Il concetto di "gloriosa derrota" proprio non ci appartiene, ci siamo dimostrati capaci di qualsiasi bassezza pur di correre in soccorso del vincitore: il giorno in cui scriveva questo delirio, l'8 settembre, dovrebbe ricordargli qualcosa.
Questo stesso Blog é intitolato ad una "gloriosa derrota"; e ce ne furono diverse altre nella storia italiana.
Una per tutte: Canne, sempre nelle Puglie, dove vennero azzerate in un sol colpo tutte le risorse -non solo militari- di Roma.
Allora non si saltò il fosso ma si continuò a combattere.
Oggi tutto é dimenticato, tutto viene rimosso.
Il nostro orgoglio nazionale é tutto per l'8 settembre, mentre le uniche canne conosciute non sono quelle del luogo della sanguinosa battaglia fra Roma e Cartagine.
Anche per questo la mistificazione storica -piccola e grande- ha buon gioco.
Merlo scrive senza vergogna che l'Italia é altresì orgogliosa dell'eroico 1-4 incassato dal Brasile nella finale del 1970 ('68 secondo Merlo: il richiamo della foresta...), quando sono in molti a ricordare i pomodori che accolsero il ritorno degli "eroi" azzurri, rei di avere ceduto in finale contro una delle squadre più forti di sempre e solo quando la stanchezza dei supplementari giocati in semifinale si fece sentire.
Orgogliosi del pianto di Franz Baresi sulla spalla di Arrigo Sacchi dopo essere arrivati ad undici metri dal titolo mondiale?
Certo, come no...
Ricordo uno spot della Wind che cambiava la storia (quello che fa anche Merlo) pur di farci vedere come avremmo davvero voluto che andasse a finire.

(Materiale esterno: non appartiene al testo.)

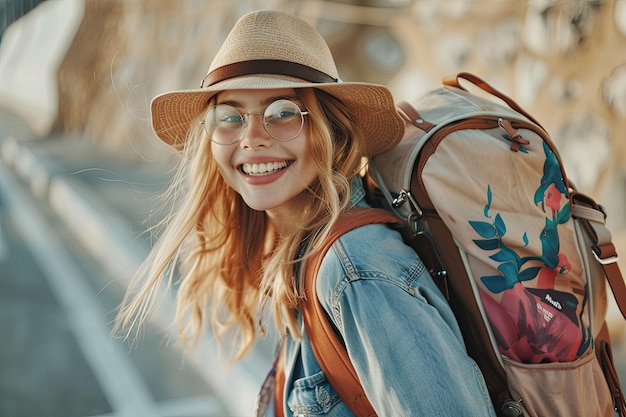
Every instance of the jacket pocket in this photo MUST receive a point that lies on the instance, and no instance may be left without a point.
(312, 396)
(575, 388)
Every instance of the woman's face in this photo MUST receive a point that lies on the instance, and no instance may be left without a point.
(270, 175)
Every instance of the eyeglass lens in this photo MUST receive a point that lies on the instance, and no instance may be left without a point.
(282, 120)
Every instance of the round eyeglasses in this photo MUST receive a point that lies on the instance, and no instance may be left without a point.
(282, 120)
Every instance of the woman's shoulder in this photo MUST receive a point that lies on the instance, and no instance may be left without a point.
(374, 251)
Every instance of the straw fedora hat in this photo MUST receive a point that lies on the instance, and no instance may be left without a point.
(270, 49)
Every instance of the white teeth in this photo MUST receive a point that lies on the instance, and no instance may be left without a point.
(263, 168)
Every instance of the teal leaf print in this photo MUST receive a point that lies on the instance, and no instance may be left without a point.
(488, 206)
(500, 226)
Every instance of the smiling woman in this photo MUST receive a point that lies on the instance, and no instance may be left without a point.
(272, 146)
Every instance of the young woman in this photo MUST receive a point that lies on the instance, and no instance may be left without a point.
(272, 146)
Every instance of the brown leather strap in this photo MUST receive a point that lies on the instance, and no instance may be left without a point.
(585, 208)
(266, 66)
(605, 357)
(329, 352)
(454, 81)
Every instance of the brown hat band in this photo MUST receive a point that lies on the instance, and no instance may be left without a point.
(266, 66)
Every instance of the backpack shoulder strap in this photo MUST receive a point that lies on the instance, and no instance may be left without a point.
(329, 352)
(603, 248)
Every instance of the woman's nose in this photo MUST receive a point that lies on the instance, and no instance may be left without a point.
(254, 134)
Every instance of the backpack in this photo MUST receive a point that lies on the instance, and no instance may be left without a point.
(480, 193)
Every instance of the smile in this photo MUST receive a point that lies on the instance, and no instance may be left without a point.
(264, 168)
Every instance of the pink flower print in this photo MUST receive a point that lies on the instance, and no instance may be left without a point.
(552, 198)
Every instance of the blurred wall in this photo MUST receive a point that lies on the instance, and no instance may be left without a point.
(564, 61)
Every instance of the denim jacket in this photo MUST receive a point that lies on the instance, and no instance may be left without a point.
(399, 331)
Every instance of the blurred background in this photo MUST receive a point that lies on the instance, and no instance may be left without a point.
(80, 169)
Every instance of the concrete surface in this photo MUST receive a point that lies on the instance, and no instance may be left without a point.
(77, 213)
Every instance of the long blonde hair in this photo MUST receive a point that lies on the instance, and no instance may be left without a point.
(228, 258)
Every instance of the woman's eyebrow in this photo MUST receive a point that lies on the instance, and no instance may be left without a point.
(264, 102)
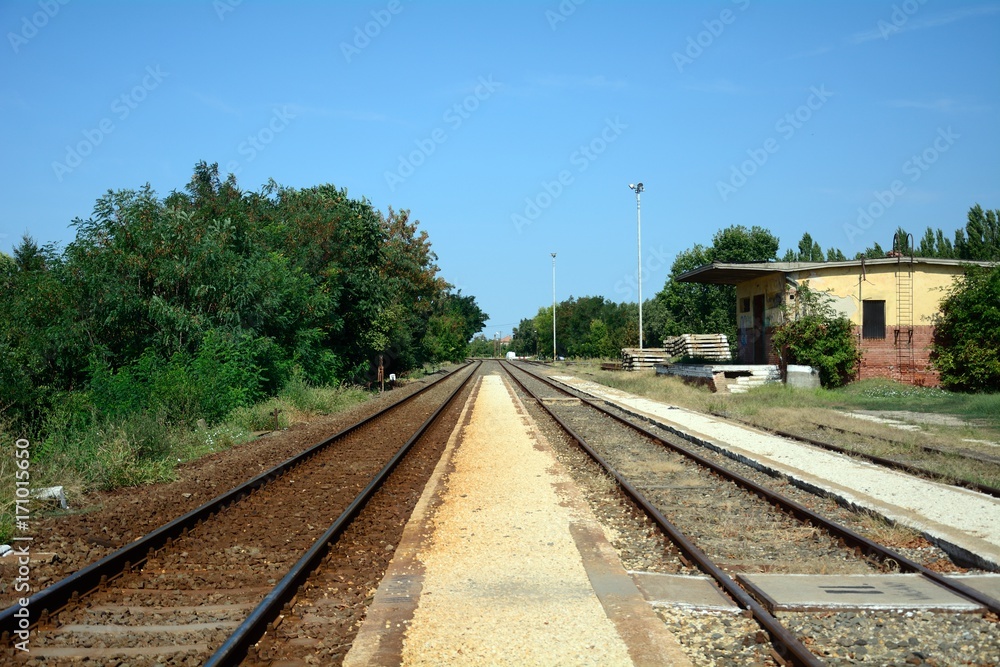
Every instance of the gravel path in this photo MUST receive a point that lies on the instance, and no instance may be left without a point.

Quanto a Dorando Pietri gli onori iniziali arrivarono tutti da oltreconfine: l'articolo di Conan Doyle come la sinfonia di Irving.
In seguito, dopo aver visto l'ottimo affare fatto dal maratoneta emiliano, che barattò -suo malgrado- la medaglia d'oro olimpica con la fama mondiale, spuntarono mostre, rassegne e quant'altro a lui dedicate.
Parigi, ricordiamolo, ha sempre esercitato un fascino irresistibile verso la gauche caviar italiana e nel 1938 Merlo e quelli come lui si trovavano in tribuna allo stadio des Colombes a fischiare come una vaporiera sia l'inno che i calciatori italiani/fascisti.
Questo però si guarda bene dallo scriverlo: in fondo les bleus, già allora farciti di giocatori di ogni provenienza, persero e, sia pur in ritardo di 70 anni, sul carro del vincitore -fascista o non fascista- non si rinuncia a salire.
Per principio.
Altro che "gloriosa derrota"....
Un'altra chicca datata 8 settembre la troviamo su "La Stampa" dove un Roberto Beccantini versione cinegiornale ci racconta, dopo aver omaggiato l'8 settembre, delle gesta che la nazionale azzurra -in cielo, in terra, in mare- avrebbe compiuto sui parquet, diamanti, piscine, campi e campetti d'Europa.
Contro la Lituania nel basket, la Nuova Zelanda nel Rugby, la Francia nel calcio, la Croazia nel Volley e la Spagna nel baseball: la parola d'ordine é una e una soltanto...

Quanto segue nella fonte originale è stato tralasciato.